Sepanjang 2019 telah terjadi 859 kali gempa di wilayah Provinsi Maluku. Namun, sosialisasi terkait ancaman gempa bumi di Maluku, terutama di pulau-pulau kecil, belum merata. Salah satunya karena keterbatasan akses transportasi.
Oleh
FRANSISKUS PATI HERIN
·3 menit baca
AMBON, KOMPAS — Sepanjang 2019 telah terjadi 859 kali gempa di wilayah Provinsi Maluku. Namun, sosialisasi terkait ancaman gempa bumi di Maluku, terutama di pulau-pulau kecil, belum merata. Salah satunya karena keterbatasan akses transportasi.
Kepala Bidang Pencegahan dan Kesiapsiagaan Bencana Badan Penanggulangan Bencana Daerah Provinsi Maluku John Hursepuny mengatakan, tidak ada laporan korban jiwa akibat gempa tersebut. ”Kerusakan ditemukan di satu titik, yaitu sebuah bangunan masjid di Kepulauan Kei retak ringan,” ujarnya, Selasa (25/6/2019).
John mengakui, sosialisasi bahaya gempa dan tsunami belum merata di Maluku. Banyak pulau belum terjangkau lantaran minim akses sehingga memerlukan biaya besar. Jajaran penanggulangan bencana di tingkat bawah juga belum berperan secara efektif karena minimnya dukungan anggaran kebencanaan dari pemerintah daerah.

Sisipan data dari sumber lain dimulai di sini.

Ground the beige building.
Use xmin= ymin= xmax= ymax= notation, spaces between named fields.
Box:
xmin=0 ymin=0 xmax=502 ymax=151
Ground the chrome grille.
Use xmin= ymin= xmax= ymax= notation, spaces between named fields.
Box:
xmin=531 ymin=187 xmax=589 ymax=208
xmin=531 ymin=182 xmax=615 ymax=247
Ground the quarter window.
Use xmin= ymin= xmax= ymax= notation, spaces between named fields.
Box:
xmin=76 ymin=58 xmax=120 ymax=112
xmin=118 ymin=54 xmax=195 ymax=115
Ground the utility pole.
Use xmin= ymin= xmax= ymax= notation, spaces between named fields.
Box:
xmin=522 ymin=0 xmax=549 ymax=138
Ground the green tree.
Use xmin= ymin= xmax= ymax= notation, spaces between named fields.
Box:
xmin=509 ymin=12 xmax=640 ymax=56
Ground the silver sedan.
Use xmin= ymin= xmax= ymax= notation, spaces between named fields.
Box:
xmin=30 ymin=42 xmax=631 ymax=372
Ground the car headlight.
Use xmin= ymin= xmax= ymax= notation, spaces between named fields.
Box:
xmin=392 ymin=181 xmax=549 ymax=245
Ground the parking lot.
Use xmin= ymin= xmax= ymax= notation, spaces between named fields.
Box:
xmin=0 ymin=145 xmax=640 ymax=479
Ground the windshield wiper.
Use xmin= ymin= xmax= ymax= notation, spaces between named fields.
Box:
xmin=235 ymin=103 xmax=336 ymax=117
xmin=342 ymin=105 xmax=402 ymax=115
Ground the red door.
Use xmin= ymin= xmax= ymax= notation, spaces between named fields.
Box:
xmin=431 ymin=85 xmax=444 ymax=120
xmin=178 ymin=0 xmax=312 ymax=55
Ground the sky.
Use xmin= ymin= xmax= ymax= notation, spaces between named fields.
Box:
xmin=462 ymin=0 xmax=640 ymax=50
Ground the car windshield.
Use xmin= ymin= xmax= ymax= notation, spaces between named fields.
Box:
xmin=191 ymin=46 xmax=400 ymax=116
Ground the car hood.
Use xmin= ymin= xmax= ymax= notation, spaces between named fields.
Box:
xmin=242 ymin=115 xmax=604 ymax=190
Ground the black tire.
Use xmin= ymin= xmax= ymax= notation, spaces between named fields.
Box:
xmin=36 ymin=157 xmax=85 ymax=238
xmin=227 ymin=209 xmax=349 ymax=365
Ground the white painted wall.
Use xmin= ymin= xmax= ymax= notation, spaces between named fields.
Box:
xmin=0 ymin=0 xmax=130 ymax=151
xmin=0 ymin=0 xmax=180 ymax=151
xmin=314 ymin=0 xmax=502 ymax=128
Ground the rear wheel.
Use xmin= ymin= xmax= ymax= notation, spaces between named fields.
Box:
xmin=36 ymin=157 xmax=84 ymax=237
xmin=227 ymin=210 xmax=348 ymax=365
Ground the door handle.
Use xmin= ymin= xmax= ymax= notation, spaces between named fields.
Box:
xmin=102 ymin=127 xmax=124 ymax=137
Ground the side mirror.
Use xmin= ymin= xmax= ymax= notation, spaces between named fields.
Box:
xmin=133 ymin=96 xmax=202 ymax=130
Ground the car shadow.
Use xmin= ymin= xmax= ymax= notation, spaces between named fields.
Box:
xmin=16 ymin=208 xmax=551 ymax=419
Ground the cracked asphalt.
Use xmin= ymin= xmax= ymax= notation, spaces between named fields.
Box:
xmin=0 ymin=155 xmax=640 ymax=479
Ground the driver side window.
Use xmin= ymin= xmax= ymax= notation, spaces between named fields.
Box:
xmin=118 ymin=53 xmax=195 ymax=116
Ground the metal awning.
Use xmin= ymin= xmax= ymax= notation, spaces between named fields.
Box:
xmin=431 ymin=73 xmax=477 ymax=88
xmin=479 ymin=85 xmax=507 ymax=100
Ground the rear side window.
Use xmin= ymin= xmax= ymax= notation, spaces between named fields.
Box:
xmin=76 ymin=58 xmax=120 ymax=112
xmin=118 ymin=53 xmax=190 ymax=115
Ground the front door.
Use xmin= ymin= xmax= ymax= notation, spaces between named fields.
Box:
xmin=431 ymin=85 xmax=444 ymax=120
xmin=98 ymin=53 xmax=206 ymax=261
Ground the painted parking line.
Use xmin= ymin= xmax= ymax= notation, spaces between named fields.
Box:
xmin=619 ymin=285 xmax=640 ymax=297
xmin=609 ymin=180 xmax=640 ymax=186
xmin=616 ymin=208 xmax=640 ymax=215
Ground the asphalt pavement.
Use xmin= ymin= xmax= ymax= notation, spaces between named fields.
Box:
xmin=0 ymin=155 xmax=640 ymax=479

Kepala Seksi Data dan Informasi Badan Meteorologi, Klimatologi, dan Geofisika Stasiun Geofisika Ambon Andi Azhar Rusdin di Ambon, Selasa, memaparkan sebaran sejumlah lempengan aktif yang berada di wilayah Maluku. ”Lempengan terus bergerak. Kondisi tersebut yang menyebabkan gempa,” ujarnya.
Berdasarkan catatan Kompas sebelumnya, selama satu tahun, Maluku diguncang gempa sebanyak lebih dari 1.000 kali. Pada 2016 sebanyak 1.222 kali, 2017 sebanyak 1.392 kali, dan 2018 sebanyak 1.587 kali. Jumlah tersebut tidak berbeda jauh dengan guncangan gempa di Maluku Utara. Pada 2016 sebanyak 862 kali, 2017 sebanyak 852 kali, dan 2018 sebanyak 903 kali.
Senin pagi kemarin terjadi gempa berkekuatan magnitudo (M) 7,7 yang berpusat di Laut Banda. Gucangannya terasa hingga Nusa Tenggara dan Papua. Setelah gempa pertama, terjadi tiga kali gempa susulan masing-masing dengan kekuatan M 5,2 pada pukul 12.28, kemudian M 4,1 pada pukul 13.27, dan M 4,4 pada pukul 18.37 waktu setempat.
Menurut Andi, gempa tersebut kembali mengingatkan masyarakat Maluku agar menyadari bahwa daerah itu rawan bencana. Kepada pihak terkait, seperti badan penanggulangan bencana di daerah, diharapkan dapat terus memberikan sosialisasi kepada masyarakat. Banyak masyarakat yang mendiami pulau-pulau kecil di Laut Banda belum mendapatkan sosialisasi sama sekali.
Sebanyak tiga pulau yang berada di dekat pusat gempa pada Senin lalu, yaitu Teon, Nila, dan Serua, merupakan pulau terpencil di Maluku. Tiga pulau yang juga dikelilingi gunung api di darat dan di dasar laut itu belum pernah didatangi pihak penanggulangan bencana untuk sosialisasi. Alasannya, akses transportasi yang sulit.
Dion Marantika (31), tokoh pemuda dari Paguyuban Teon Nila Serua, lewat sambungan telepon mengatakan, komunikasi dengan warga di Pulau Teon dan Nila sudah tersambung. Adapun komunikasi dengan warga di Serua belum terhubung. Komunikasi dengan warga tiga pulau itu mengandalkan radio single side band yang dipancarkan dari Pulau Seram.